Entretien piscine : les quatre gestes qui comptent
Un bassin sain repose sur quatre actions liées. Elles ne se remplacent pas : chacune conditionne l’efficacité des autres. C’est la raison pour laquelle un traitement peut sembler inefficace alors que le produit est bon — c’est souvent un autre pilier qui fait défaut.
La filtration, le geste le plus sous-estimé
La filtration fait circuler l’eau et retient les impuretés. Sans elle, aucun produit ne se répartit correctement dans le bassin. La règle de terrain la plus utilisée consiste à filtrer chaque jour un nombre d’heures égal à la température de l’eau divisée par deux. À 26 °C, cela donne environ treize heures.
Par forte chaleur, après un orage ou en cas de baignade nombreuse, il faut allonger. Une filtration insuffisante est la première cause d’eau trouble, avant même le manque de désinfectant.
L’équilibre de l’eau, avant tout traitement
Le pH mesure l’acidité de l’eau. Il doit rester entre 7,0 et 7,4. Au-delà, le chlore perd une grande partie de son efficacité : vous pouvez en ajouter sans résultat visible. En dessous, l’eau devient agressive pour les revêtements et les équipements.
Deux autres valeurs comptent. L’alcalinité (le TAC) stabilise le pH et l’empêche de varier au moindre apport de produit. La dureté (le TH) mesure le calcaire : trop élevée, elle provoque des dépôts ; trop faible, l’eau attaque les surfaces.

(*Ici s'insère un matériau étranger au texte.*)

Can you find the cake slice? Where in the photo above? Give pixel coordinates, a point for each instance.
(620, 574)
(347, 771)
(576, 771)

Mesurer avant de traiter est le réflexe qui économise le plus de produits. Des bandelettes ou un testeur électronique suffisent, et vous trouverez de quoi ajuster dans nos produits de traitement de l’eau.
La désinfection
Elle élimine bactéries et micro-organismes. Trois méthodes principales coexistent, détaillées plus bas. Quelle que soit celle retenue, le principe reste le même : maintenir une concentration constante plutôt que de corriger par à-coups.
Le nettoyage
Les feuilles, le pollen et les résidus de crème solaire se déposent et se dégradent, consommant du désinfectant et nourrissant les algues. Vider les paniers de skimmer, brosser la ligne d’eau et passer un balai ou un robot fait partie de l’entretien courant, pas du grand nettoyage annuel.
Quel traitement choisir pour l’entretien de sa piscine ?
Le choix dépend du volume, de l’usage et de votre tolérance à la manipulation de produits. Voici ce que nous observons chez nos clients.
| Méthode | Principe | Points forts | À savoir |
|---|---|---|---|
| Chlore | Galets ou granulés, en diffusion lente ou choc | Efficace, économique, largement disponible | Odeur possible si le pH est mal réglé |
| Brome | Pastilles à dissolution lente | Inodore, stable en eau chaude, tolère un pH plus élevé | Coût supérieur au chlore |
| Sel | Électrolyse transformant le sel en désinfectant | Confort de baignade, peu de manipulation | Investissement initial, cellule à entretenir |
| Oxygène actif | Traitement sans chlore | Aucune odeur, doux pour la peau | Moins rémanent, à associer à un algicide |
Entretien d’une piscine au sel
L’électrolyse au sel produit le désinfectant en continu à partir du sel dissous dans l’eau. C’est le confort de baignade le plus souvent cité par nos clients : pas d’odeur, pas de manipulation hebdomadaire de produits.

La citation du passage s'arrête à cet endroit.